I’m not sure how to describe Kings of Barstool Mountain. I guess psychobilly as close as I can do, like some mutant hybrid of rockabilly and death rock. I mean, this is some weird stuff. I feel like it’s something I wouldn’t listen to often, but then again, I’ve spun it three times already and just bought it yesterday, so I guess that says it all.

AfterpartyAngel – “Death Presence” 10″ (2020)

Created as part of a digital art exhibition, AfterpartyAngel’s four-song EP Death Presence is dark dream-pop, dripping in synths and otherworldly female vocals. The somber mood and languid singing fit perfectly in 2020, giving it a hint of claustrophobia and a fluidity that makes everything blend together, much like the days and weeks in this COVID nightmare we find ourselves living in. “In Love” manages to break free a bit with some faster tempo, albeit briefly, before giving way to the soulful closer “Sexy Death Presence”.

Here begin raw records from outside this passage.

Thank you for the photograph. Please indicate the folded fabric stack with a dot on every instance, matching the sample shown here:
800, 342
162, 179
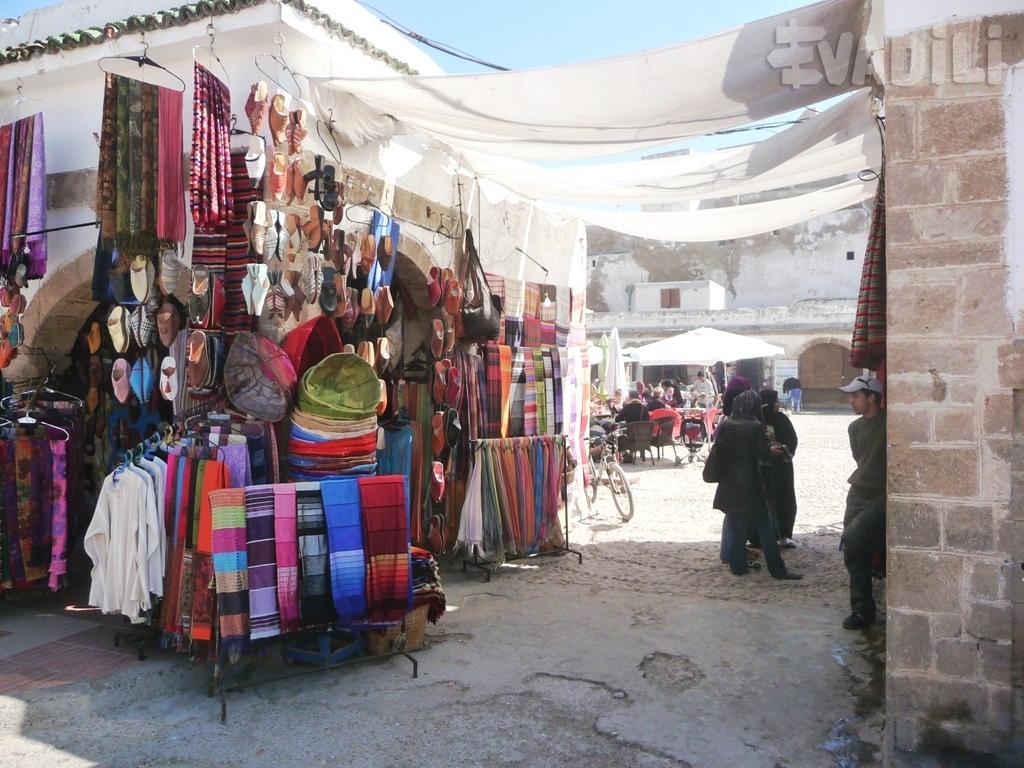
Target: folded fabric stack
427, 588
334, 425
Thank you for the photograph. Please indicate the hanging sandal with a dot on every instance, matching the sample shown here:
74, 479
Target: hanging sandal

There’s a bit of info about the record and exhibit HERE. I learned of it because Reykjavik’s Smekkleysa Plötubúð posted about it on Facebook, so I ended up ordering my copy from Iceland because I couldn’t find a Bandcamp page for them… which was due to not realizing that the band’s name was one word and not two. So the good news is you, faithful reader, can go give Death Presence a listen HERE, as well as order one of these red vinyl beauties before all 200 copies are gone.

Nocturnal Emissions – “Viral Shedding” (1983)

Nigel Ayers of Nocturnal Emissions has resisted having the genre “industrial” applied to his work as Nocturnal Emissions (though did on occasion refer to it as “post-industrial”), but that seems to be how the music is generally described. While my only experience with the project so far is Viral Shedding, I get both sides of this. The songs have that strangeness combined with often sterile beats that have come to define industrial, even at times drifting into the more pounding and truly mechanical elements. But at the same time there’s a certain avant garde-ness to it, with elements of dub and dance thrown into the mix. Come to think of it, it feels like a more far out kind of On-U Sounds release (particularly “Suffering Stinks”).

Viral Shedding would be a good starting point for someone beginning to explore industrial and expanding their horizons beyond industrial dance. There’s enough of a thread here to hold onto, the songs maintaining coherence and structure, but with a lot of added flavor and nuance. This feels like the kind of album that would reward repeated and focused listening.